What makes a perfect love? Well, not perfect obviously as nothing is as good without a couple of scratches but as close to "new leather smell" as possible? While I'm not a student of psychology, years ago I came across something that stuck with me. Its called the "Triangular Theory of Love."
Developed by psychologist Robert Sternberg, the theory isn't just about a consumate love relationship. It gave me a better understanding of the various interpersonal relationships I have, why they are what they are and exactly what we must develop or renig in order to change their status from one thing to another.

Passion, Compassion and Intimacy.

If you have all three -- call it a day, hang up your hat and give thanks to the Almighty. Oh and don't screw it up. It probably won't happen again.

Passion - Is for the freaks. Most people who only have this hang out in clubs. Until closing time...if ya get my drift. This is the easiest to obtain and probably the very first element in making your triangle of love take shape.
Compassion - otherwise referred to as Commitment. Convenience-based/"don't know if you can find any better"/empty love. This is when you stop tasting your food and your sugar-free lemonade no longer has that certain zing it once did.
Intimacy - the key element of friendship..strong bonds, people who know you inside and out will encompass this.

So to explain it in the simplest way:
1. Parents and children have a bilateral relationship of intimacy and compassion (commitment.)
2. Friend have the 1-tiered element of intimacy. Not intimacy in the "touch me" kind of way (that's passion remember)..but intimacy in the "you know what my chunky parts are and you'll tell me how to hide them and oh, by the way...here's my secret kulfi recipe and I'll share it with you because we're BFFs."
3. Being IN LOVE. This just requires passion. Sure its pure and strong and exciting...but its not forever. So don't go photo-shopping hybrid pics of your future kids together.
4. True Love. How hokey huh? Its like the stuff that brand-manages the entire Disney Theme Park chain. Poisoned apples and dueling stepsisters and triangles that end in triumphs for the one that could never be forgotten. It takes Passion, Commitment and Intimacy to make it to the finish line.

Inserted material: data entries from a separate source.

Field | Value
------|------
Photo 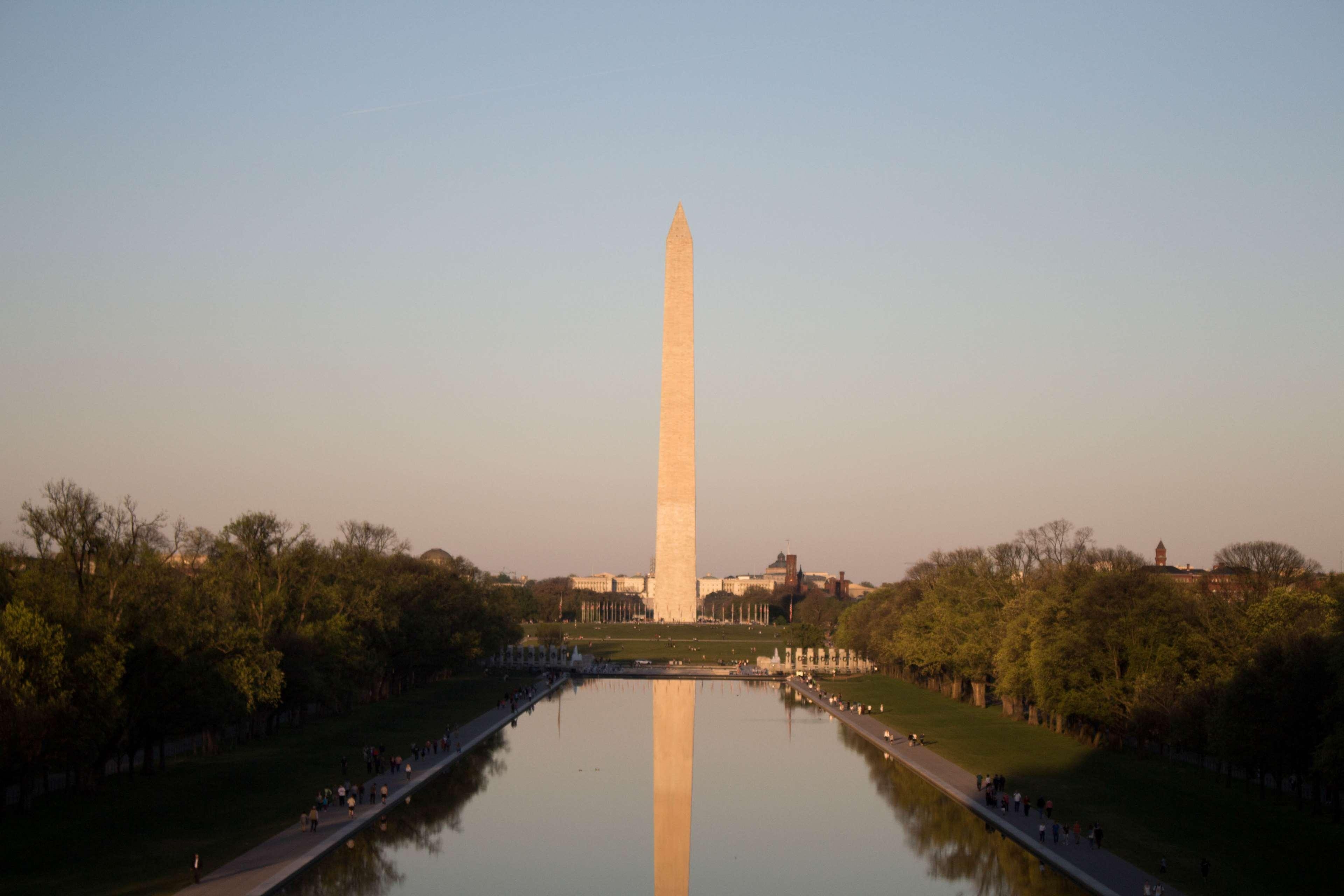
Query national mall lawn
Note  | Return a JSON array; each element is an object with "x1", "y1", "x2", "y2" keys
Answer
[
  {"x1": 523, "y1": 622, "x2": 784, "y2": 665},
  {"x1": 821, "y1": 676, "x2": 1344, "y2": 895},
  {"x1": 0, "y1": 676, "x2": 516, "y2": 896}
]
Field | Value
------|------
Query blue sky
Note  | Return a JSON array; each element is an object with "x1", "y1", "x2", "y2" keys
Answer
[{"x1": 0, "y1": 3, "x2": 1344, "y2": 580}]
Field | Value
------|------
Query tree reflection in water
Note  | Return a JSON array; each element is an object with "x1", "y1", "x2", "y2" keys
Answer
[
  {"x1": 809, "y1": 704, "x2": 1086, "y2": 896},
  {"x1": 281, "y1": 732, "x2": 505, "y2": 896}
]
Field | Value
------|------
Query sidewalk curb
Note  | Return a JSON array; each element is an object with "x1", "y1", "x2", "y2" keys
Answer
[
  {"x1": 181, "y1": 674, "x2": 570, "y2": 896},
  {"x1": 789, "y1": 678, "x2": 1140, "y2": 896}
]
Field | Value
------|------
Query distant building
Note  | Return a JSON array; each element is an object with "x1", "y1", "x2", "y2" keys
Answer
[
  {"x1": 570, "y1": 572, "x2": 616, "y2": 594},
  {"x1": 698, "y1": 575, "x2": 774, "y2": 601},
  {"x1": 762, "y1": 551, "x2": 789, "y2": 584},
  {"x1": 611, "y1": 575, "x2": 649, "y2": 594},
  {"x1": 421, "y1": 548, "x2": 453, "y2": 567},
  {"x1": 1144, "y1": 539, "x2": 1208, "y2": 584}
]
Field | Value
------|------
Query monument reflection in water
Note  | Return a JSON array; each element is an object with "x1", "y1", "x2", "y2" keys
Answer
[
  {"x1": 288, "y1": 680, "x2": 1082, "y2": 896},
  {"x1": 653, "y1": 681, "x2": 695, "y2": 896}
]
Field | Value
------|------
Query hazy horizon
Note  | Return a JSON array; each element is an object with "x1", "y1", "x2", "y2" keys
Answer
[{"x1": 0, "y1": 3, "x2": 1344, "y2": 582}]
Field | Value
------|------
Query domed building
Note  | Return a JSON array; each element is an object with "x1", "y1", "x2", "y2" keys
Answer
[{"x1": 421, "y1": 548, "x2": 453, "y2": 566}]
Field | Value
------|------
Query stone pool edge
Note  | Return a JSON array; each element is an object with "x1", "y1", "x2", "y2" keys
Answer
[
  {"x1": 246, "y1": 674, "x2": 568, "y2": 896},
  {"x1": 788, "y1": 678, "x2": 1121, "y2": 896}
]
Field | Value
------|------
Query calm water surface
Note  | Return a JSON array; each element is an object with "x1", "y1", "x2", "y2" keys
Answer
[{"x1": 288, "y1": 680, "x2": 1085, "y2": 896}]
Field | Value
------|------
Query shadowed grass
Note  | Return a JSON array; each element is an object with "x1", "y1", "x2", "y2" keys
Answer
[
  {"x1": 822, "y1": 676, "x2": 1344, "y2": 896},
  {"x1": 0, "y1": 677, "x2": 515, "y2": 896}
]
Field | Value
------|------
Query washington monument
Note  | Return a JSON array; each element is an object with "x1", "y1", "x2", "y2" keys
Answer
[{"x1": 651, "y1": 203, "x2": 696, "y2": 622}]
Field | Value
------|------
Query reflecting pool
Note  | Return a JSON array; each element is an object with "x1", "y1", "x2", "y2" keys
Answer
[{"x1": 288, "y1": 680, "x2": 1085, "y2": 896}]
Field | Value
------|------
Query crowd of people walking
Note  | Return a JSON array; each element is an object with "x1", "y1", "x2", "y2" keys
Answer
[{"x1": 298, "y1": 673, "x2": 556, "y2": 854}]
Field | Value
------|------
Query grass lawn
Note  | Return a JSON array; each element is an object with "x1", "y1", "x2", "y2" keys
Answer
[
  {"x1": 0, "y1": 677, "x2": 513, "y2": 896},
  {"x1": 523, "y1": 622, "x2": 784, "y2": 664},
  {"x1": 822, "y1": 676, "x2": 1344, "y2": 895}
]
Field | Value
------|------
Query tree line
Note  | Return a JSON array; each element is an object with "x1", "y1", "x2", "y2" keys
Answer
[
  {"x1": 0, "y1": 481, "x2": 522, "y2": 809},
  {"x1": 836, "y1": 520, "x2": 1344, "y2": 818}
]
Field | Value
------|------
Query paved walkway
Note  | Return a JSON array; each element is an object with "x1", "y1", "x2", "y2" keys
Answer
[
  {"x1": 180, "y1": 674, "x2": 568, "y2": 896},
  {"x1": 789, "y1": 678, "x2": 1181, "y2": 896}
]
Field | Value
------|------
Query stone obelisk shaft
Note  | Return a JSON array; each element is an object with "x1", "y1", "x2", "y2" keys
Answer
[{"x1": 653, "y1": 203, "x2": 696, "y2": 622}]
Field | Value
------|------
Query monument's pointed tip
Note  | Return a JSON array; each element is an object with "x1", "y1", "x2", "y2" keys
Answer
[{"x1": 668, "y1": 203, "x2": 691, "y2": 237}]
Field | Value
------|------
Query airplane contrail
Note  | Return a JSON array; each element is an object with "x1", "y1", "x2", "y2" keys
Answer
[{"x1": 337, "y1": 52, "x2": 728, "y2": 118}]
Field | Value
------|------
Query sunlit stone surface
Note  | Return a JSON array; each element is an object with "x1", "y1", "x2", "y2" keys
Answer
[{"x1": 652, "y1": 203, "x2": 696, "y2": 622}]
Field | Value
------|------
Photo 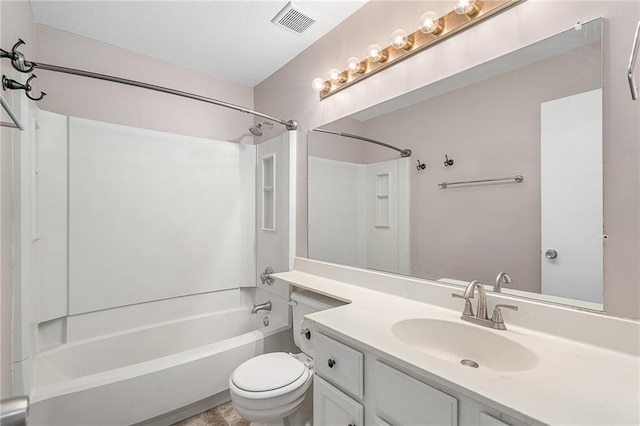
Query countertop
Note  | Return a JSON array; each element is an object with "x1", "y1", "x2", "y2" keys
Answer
[{"x1": 274, "y1": 270, "x2": 640, "y2": 425}]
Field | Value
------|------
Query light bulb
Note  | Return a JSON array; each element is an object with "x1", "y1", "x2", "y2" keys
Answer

The point here isn't a tutorial on psychology or an explanation of the secret to happiness because I don't have it. I just know everytime someone asks me what I'm looking for I'm not going to reply with the usual "tall, educated, funny, opens doors, speaks urdu, ridiculously good looking, isn't a scrub, make me laugh. Alot." Instead of the aforementioned list I'm just going to give them the URL to this blog. Passion, Compassion and Intimacy...where are you?